It’s common in marketing to measure the success of a campaign based on the ROI – the return on your investment. And in display advertising, this is usually calculated by looking at how many consumers viewed or clicked on ads, and how much money came back via purchases.
But this calculation is flawed, and the resulting conclusion meaningless. Why? Because this calculation doesn’t measure how many sales would have taken place anyway without the advertising.
The truth is that some of the sales that you are attributing to your campaign would always have happened, even if you hadn’t spent a penny on ads. And by including them in your ROI, you’re getting an unrealistic picture of what actually happened.
You’re also skewing your decision-making going forward. Because, with an artificially high ROI, you may have decided to invest more money in an ad campaign that’s not actually delivering the results you think.
And if that campaign doesn’t work as well next time, you’ll have no idea why, because all your attention is focused on the very end of your marketing funnel.
So what should you do instead?
What you should really be measuring is your incremental ROI. That’s how much unique value your display ad campaign is genuinely delivering – the number of people whose behaviour was changed by seeing the ads.
How do you measure this?

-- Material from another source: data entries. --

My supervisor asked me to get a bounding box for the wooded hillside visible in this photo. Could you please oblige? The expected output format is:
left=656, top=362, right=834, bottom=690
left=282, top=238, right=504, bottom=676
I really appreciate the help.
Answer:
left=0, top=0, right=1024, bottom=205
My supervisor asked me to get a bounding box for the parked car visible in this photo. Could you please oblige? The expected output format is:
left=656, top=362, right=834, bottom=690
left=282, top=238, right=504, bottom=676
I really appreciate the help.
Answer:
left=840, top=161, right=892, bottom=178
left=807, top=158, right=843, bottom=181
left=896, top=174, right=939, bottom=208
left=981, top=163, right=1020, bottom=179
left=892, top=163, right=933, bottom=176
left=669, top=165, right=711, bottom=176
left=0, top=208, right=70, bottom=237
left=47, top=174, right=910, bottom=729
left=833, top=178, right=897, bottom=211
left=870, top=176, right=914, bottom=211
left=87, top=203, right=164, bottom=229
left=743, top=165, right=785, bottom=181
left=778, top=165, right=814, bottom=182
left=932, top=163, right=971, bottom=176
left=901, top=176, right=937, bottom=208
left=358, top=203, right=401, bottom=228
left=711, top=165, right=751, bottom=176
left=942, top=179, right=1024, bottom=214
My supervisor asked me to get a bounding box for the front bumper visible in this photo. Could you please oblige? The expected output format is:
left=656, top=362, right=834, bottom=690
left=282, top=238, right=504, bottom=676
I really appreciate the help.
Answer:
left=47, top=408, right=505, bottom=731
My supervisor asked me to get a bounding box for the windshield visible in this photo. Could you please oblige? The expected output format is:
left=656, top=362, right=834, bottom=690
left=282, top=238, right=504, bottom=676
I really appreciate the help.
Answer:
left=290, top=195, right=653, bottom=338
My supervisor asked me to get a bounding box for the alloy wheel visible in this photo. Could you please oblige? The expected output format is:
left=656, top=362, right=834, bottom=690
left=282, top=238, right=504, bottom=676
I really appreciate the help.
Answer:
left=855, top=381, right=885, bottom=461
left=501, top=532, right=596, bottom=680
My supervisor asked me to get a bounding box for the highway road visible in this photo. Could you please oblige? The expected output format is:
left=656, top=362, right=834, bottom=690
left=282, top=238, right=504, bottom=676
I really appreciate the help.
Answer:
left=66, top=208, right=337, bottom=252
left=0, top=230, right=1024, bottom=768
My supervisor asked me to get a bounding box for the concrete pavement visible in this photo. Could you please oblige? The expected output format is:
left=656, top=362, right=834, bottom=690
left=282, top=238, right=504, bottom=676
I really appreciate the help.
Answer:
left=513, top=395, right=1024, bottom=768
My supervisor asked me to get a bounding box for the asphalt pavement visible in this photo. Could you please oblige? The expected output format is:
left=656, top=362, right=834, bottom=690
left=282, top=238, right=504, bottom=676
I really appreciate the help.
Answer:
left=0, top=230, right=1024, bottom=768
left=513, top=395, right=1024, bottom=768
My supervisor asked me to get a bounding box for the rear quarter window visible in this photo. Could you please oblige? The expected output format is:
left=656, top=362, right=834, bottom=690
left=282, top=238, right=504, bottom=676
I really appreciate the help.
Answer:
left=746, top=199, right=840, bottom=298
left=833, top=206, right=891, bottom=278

To discover true incrementality you need to split test your campaign into two groups:
• One group who sees your ads.
• A second group who doesn’t.
This allows you to tell how much additional revenue you have generated by running your ads.
What difference can measuring incrementation make to your ROI?
Incrementality helps marketing teams to serve ads to people who are likely to act as a result of seeing them – and spend less (or nothing) on people who will probably make a purchase without seeing an ad.
To give context for this, we recently ran a highly successful display ad campaign for a top retail brand.
While the rest of the retail market struggled with a festive season that saw a 3.1% drop in Boxing Day shoppers and 75% clothing discounts before the peak shopping season, our client’s e-commerce sales for the 23 weeks leading up to 5 January were up 27.8% on the previous year.
30% of this growth can be directly attributed to our activity. Indeed, we delivered an ROI of 9, with a new customer rate of 43%.
However, our incremental ROI was actually 5.4-6.4. This is the actual ROI based purely on the ads we ran. The difference between the two figures are the people who would have made their purchase whether they’d seen our ad or not.
This is the only honest and accurate ROI that companies should be talking about when it comes to display advertising campaigns. A company that wows you with an ROI that doesn’t measure incrementality isn’t showing you the whole picture, and is taking credit for sales that had nothing to do with their campaign.